Nan gave Laurie another look, then looked at her children in their various stages of unmannerly behavior and waved a hand. “Curtsy, curtsy, bow,” she said to Laurie then dismissed him.

“Why, Nan,” Laurie said wryly, “I’m touched.”

“I’ve been saying so for years,” Nan told him blithely then glared him into cowed silence before dismissing him again.

God, she was impressive. There had been a time when Lucas had wanted to be exactly like her when he grew—

Right, then. Lucas decided the best thing to do would be to stubbornly ignore the fact that maybe there was some historical and empirical evidence to support the apparent general theory that he was, in fact, a little girl.

“Sit, Mother.” Nan’s pretty face turned down into a slight frown as she pried her children off and led Mother back to her chair. “You look a little pale. Is everything all right?”

Lucas was already short—maybe if he sank to his knees to hide behind Alex’s chair, no one would notice.

“Your
brother
,” said Mother as she allowed Nan to freshen her tea and then took a calming sip, “has been frequenting
taverns
. And getting into
fights
.” She sniffed and drew a hanky from the inside of her sleeve. “If your father was alive to see this….”

She trailed off and shook her head sadly, but it wasn’t as though she had to finish—according to Mother, if their father had been alive for the past two decades, Lucas would have killed him a hundred times over anyway.

“You got into a fight?” Stillwell asked, eyes wide. He bounced over to Lucas and regarded him with serious consideration. “I fell out of a tree once,” was his eventual assessment. “My plaster was bigger.” Still, there was a bit of admiration in that ingenuous gaze.

Lucas didn’t really want to deflate it, but he felt compelled to honesty. “I didn’t get into a
fight
,” he grumbled then had to smile when Anice snatched a sugar biscuit from Mother’s plate and climbed up on Alex’s lap, where she proceeded to try to smash the entire thing into her mouth in one go. The way Bramble eyed it all promised dire things for the crumbs that landed all over Alex’s trousers.

Nan grinned as she grabbed hold of Violet and sat on the floor to wrestle her back into her bloomers. “Huntley got into a fight once. Back when we were still courting. It was over tea, if you can believe it.” She shook her head and crammed Violet’s foot back into a stocking. “Not that I condone such things, you understand, by my
goodness
, it was something to watch.” She sighed somewhat dreamily as she hunted for the other stocking, which was now, inexplicably, flapping over Bramble’s swishing tail. Nan gave him a scratch between his ears then snatched the stocking and shoved it over Violet’s foot, though Violet had somehow already gotten the other one off again and was doing her best to squirm away and chase after the retreating Bramble.

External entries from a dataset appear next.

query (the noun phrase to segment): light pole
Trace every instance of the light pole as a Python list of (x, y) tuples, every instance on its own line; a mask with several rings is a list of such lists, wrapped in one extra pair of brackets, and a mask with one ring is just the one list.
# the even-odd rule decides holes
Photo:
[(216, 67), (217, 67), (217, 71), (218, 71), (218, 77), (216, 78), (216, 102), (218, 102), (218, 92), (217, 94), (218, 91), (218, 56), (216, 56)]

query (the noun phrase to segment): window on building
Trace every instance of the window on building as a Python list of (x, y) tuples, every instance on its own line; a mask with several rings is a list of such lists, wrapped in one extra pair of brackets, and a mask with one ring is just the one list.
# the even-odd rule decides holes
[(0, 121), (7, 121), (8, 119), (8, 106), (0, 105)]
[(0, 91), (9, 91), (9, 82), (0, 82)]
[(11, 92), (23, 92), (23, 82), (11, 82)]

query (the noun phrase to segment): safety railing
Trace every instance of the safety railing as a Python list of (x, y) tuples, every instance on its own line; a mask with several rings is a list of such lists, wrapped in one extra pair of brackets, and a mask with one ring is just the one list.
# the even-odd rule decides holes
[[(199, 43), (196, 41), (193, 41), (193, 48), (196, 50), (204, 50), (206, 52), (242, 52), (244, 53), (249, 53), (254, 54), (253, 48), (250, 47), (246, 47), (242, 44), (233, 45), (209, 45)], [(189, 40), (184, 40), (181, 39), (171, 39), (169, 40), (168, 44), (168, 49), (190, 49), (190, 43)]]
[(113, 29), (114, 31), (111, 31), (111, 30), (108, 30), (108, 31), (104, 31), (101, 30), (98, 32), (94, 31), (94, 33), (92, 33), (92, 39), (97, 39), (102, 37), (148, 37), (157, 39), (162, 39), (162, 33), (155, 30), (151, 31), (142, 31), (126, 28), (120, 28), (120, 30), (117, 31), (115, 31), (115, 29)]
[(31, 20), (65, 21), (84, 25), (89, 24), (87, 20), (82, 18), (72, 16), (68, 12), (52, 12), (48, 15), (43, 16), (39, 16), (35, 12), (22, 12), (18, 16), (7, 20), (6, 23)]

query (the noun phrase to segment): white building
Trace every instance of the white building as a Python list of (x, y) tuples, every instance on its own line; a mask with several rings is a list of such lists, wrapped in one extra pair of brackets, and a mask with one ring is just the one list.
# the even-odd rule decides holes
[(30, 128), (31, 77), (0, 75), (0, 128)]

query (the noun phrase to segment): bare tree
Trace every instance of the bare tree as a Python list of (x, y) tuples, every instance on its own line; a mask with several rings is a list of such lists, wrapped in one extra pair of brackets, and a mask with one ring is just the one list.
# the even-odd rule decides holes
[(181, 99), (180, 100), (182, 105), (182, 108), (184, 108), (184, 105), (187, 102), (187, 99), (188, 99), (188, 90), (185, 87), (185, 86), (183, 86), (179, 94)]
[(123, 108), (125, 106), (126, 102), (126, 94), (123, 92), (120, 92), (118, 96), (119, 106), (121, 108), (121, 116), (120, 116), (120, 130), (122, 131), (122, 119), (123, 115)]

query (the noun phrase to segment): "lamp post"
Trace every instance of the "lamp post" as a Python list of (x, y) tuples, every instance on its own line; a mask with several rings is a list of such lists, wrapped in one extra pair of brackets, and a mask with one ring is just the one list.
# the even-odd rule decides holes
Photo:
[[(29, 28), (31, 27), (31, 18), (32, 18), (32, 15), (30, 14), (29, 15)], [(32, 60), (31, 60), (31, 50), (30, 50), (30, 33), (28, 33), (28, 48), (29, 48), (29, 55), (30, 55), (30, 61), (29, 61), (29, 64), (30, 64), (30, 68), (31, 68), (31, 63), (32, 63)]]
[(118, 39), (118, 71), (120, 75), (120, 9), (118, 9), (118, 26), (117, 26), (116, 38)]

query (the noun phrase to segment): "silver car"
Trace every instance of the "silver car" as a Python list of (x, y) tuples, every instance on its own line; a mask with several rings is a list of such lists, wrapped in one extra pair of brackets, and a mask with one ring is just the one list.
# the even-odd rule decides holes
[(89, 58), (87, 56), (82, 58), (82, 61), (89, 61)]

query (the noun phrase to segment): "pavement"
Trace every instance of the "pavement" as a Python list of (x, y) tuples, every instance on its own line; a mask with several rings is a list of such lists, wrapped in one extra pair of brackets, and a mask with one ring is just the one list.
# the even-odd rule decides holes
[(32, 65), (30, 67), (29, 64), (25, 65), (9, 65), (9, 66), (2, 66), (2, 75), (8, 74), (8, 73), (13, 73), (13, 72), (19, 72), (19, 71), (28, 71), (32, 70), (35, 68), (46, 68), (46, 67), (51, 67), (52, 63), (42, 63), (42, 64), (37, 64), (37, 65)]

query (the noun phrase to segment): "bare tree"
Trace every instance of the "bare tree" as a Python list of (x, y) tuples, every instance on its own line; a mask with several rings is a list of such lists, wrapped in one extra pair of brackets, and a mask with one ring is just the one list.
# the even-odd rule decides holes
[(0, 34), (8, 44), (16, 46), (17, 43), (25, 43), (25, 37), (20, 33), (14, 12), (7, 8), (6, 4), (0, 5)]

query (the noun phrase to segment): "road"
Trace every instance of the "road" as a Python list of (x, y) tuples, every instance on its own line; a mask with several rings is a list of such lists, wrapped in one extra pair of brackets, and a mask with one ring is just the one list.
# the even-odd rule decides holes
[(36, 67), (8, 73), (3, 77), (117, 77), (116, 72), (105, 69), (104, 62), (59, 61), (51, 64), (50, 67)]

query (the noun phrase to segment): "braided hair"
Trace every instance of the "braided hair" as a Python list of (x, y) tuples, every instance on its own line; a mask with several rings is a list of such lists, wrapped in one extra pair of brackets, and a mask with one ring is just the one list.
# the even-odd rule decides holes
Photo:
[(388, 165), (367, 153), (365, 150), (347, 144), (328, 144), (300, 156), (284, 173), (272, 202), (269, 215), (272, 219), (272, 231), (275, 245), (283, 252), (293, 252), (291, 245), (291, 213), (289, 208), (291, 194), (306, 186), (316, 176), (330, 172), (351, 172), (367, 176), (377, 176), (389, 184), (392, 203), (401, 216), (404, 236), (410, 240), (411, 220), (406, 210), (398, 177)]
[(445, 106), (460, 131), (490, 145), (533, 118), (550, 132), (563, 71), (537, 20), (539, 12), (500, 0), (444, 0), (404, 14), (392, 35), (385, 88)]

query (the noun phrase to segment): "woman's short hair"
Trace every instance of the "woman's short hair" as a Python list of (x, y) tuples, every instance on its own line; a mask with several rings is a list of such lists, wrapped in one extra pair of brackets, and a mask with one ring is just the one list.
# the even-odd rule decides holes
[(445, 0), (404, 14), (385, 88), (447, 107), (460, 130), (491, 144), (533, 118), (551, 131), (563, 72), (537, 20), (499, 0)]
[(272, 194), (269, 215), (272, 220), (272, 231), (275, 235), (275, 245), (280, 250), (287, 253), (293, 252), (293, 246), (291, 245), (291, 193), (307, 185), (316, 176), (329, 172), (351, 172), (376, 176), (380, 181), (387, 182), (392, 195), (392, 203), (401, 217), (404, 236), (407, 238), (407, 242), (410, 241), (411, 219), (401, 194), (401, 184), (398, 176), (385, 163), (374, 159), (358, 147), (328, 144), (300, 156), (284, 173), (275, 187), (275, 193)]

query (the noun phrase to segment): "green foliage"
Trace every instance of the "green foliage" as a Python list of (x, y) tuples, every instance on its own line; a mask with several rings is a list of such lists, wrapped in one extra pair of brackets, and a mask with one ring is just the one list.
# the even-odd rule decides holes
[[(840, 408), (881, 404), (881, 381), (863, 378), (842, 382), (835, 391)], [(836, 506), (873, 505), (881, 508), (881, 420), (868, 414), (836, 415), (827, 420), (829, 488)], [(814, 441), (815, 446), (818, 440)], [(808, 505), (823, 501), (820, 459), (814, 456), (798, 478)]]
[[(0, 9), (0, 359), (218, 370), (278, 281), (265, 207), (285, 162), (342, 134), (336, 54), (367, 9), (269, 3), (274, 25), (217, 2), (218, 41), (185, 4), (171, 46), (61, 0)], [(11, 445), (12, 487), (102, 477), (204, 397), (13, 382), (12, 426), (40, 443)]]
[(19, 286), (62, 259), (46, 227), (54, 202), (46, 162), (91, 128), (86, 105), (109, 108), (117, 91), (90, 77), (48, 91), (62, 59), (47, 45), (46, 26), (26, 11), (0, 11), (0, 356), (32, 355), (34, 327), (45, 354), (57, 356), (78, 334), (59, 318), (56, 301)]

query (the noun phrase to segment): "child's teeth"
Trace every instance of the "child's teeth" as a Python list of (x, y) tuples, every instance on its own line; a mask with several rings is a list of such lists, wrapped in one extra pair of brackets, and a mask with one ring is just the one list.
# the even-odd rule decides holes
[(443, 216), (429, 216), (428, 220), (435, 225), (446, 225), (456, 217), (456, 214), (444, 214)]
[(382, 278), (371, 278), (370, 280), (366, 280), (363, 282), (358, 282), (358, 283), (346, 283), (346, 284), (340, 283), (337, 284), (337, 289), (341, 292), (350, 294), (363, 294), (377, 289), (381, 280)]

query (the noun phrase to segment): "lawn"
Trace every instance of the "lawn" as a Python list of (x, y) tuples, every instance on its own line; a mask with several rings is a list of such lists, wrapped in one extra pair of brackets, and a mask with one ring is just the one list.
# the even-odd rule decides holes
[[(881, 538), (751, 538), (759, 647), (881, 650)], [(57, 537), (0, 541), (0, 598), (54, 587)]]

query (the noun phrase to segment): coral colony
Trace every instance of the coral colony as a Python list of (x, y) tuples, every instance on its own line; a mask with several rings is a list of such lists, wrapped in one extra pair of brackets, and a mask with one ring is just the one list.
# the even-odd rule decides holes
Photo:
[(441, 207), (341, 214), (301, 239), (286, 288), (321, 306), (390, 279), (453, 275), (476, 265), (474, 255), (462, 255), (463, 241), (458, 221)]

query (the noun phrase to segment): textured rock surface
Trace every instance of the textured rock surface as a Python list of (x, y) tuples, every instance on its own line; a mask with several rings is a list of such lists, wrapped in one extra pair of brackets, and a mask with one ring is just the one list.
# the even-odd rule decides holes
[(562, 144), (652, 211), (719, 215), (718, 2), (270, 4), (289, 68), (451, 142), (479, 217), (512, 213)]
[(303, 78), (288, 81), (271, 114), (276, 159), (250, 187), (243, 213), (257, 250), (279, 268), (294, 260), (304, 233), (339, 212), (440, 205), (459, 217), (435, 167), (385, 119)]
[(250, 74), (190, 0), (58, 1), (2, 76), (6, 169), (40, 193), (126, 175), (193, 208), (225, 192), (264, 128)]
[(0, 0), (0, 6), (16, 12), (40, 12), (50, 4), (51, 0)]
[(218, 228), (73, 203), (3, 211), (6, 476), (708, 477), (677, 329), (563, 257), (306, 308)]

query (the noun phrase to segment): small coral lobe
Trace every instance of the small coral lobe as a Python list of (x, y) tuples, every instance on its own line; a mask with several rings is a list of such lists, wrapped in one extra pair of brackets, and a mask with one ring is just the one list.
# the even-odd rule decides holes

“Huntley Pryce never stooped to fisticuffs,” Mother declared.

“Got himself a black eye for his trouble,” Nan answered. “I thought for a little while that his nose was broken, which would have been horrid—it’s such a lovely straight nose. But it was only swollen.” Her smile was quite coy as she accepted Violet’s shoes from Stillwell and simultaneously prevented Violet from removing her bloomers again whilst stuffing the shoes on and then proceeding to buckle them. She peered up at Alex with a wink. “I know Alex wasn’t causing the trouble, and I can’t see Lucas spoiling for a row.” She tilted her head and gave Laurie a grimace. “Ah,” was all she said.

“I wasn’t even there!” Laurie cried.